Everygamegoing


Bumble Bee

Author: Dave E
Publisher: Micro Power
Machine: Acorn Electron

 
Published in EGG #013: Acorn Electron

Bumble Bee

Everyone's familiar with Pac-Man, but less people know of its variant Ladybird, which replaces the walls of the Pac-Man maze with turnstiles that flip from horizontal to vertical as the hero passes through them. Bumble Bee is based on Ladybird. It's the only version available for the Electron and, despite the odd bug, it's quite a good game. For a couple of minutes anyway.

To complete a screen you are set the rather unadventurous goal of eating all the dots (pollen), and Bumble Bee's sprites are so large that you would be able to achieve this fairly speedily. That is, were it not for the spiders who also stream into the maze, one every twenty seconds. The spiders are fatal to the touch, so you have two options for dealing with them.

Firstly, you can flip the turnstiles of the maze so that they cannot get to you. They will intuitively know where you are in the maze and glide over in that direction, but if there's a physical barrier between them and the bee then you can go about the business of collecting in safety. For a while, anyway.

Bumble Bee

The other strategy you can take is to try to "lure" the spiders into the "fire barrels" placed throughout the maze. I'm not quite sure what these are, or why they kill spiders, but each time a spider glides into one, the pair of them disappear. There are also toadstools in the maze which you must avoid.

When all the dots are eaten you must make your way to the 'OUT' box at the bottom left of the screen, avoiding any spiders that remain. You can also make use of the screen left/right gates on each side of the screen which, Pac-Man style, let you leave from one side of the screen and enter on the other.

That's Bumble Bee in a nutshell, a fairly simplistic early game for the Electron which was clearly converted a little bit too quickly from the BBC version. I say that because there's a countdown timer present on-screen which is used on the BBC but just 'sits there' on the Electron, and occasionally you clear an entire maze and the 'OUT' box doesn't allow you to exit!

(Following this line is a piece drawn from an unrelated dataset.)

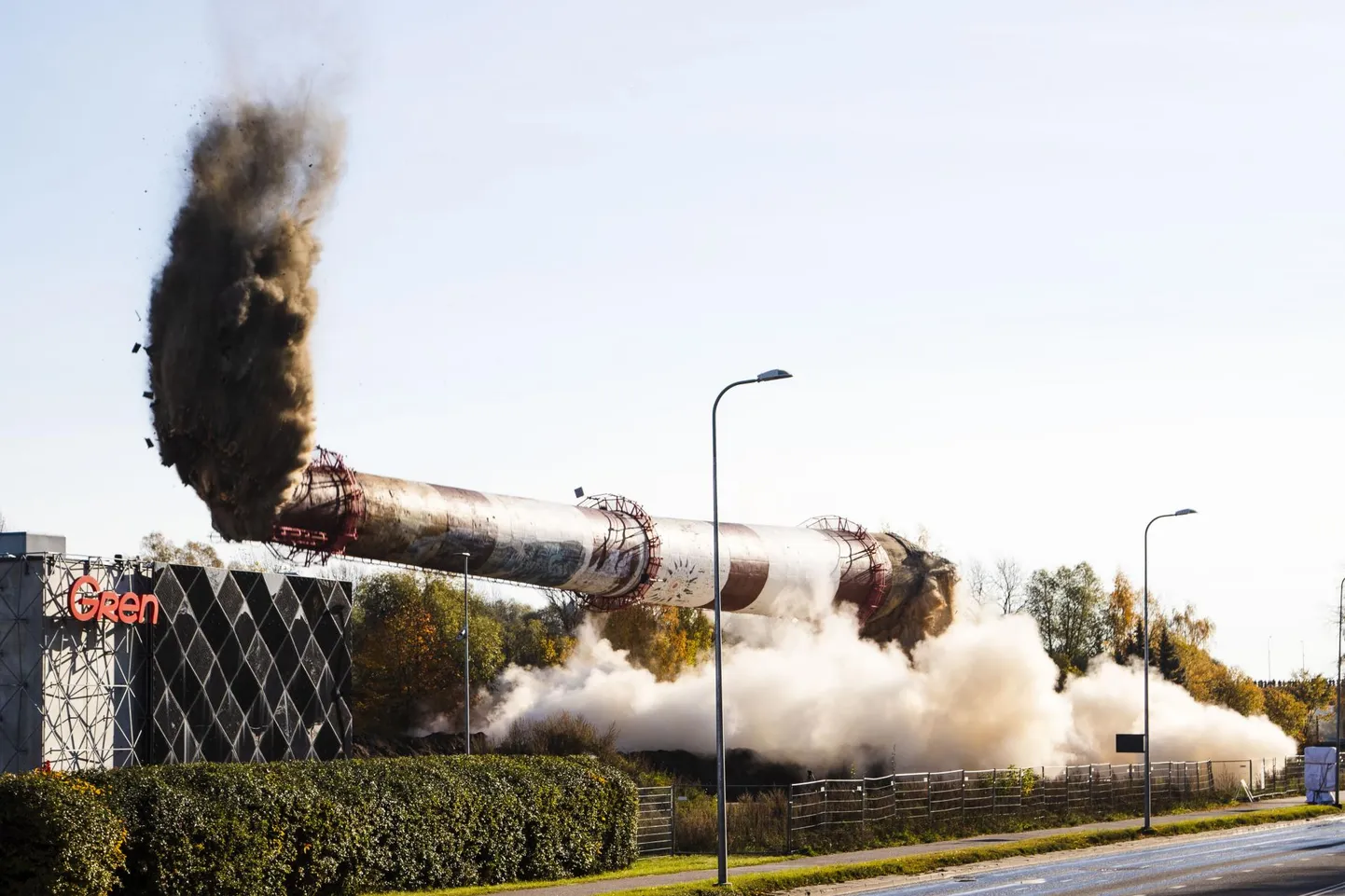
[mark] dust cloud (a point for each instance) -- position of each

At time of release, opinion was mixed but most reviewers concurred that it looked good with its big, smoothly-scrolling sprites, but it lacked that something that would keep a player coming back for more. I agree. You play it now and a few games are enough. However, it did sell well and, if you collect Micro Power games, it's not hard to track down a physical copy of it. It was one of those games that almost every Electron owner had back in the day, so you'll probably only pay about £2 for it.

It also made it to a compilation called Micro Power Magic II which featured ten Micro Power games and which has become increasingly difficult to find. Expect to pay around £10 for that.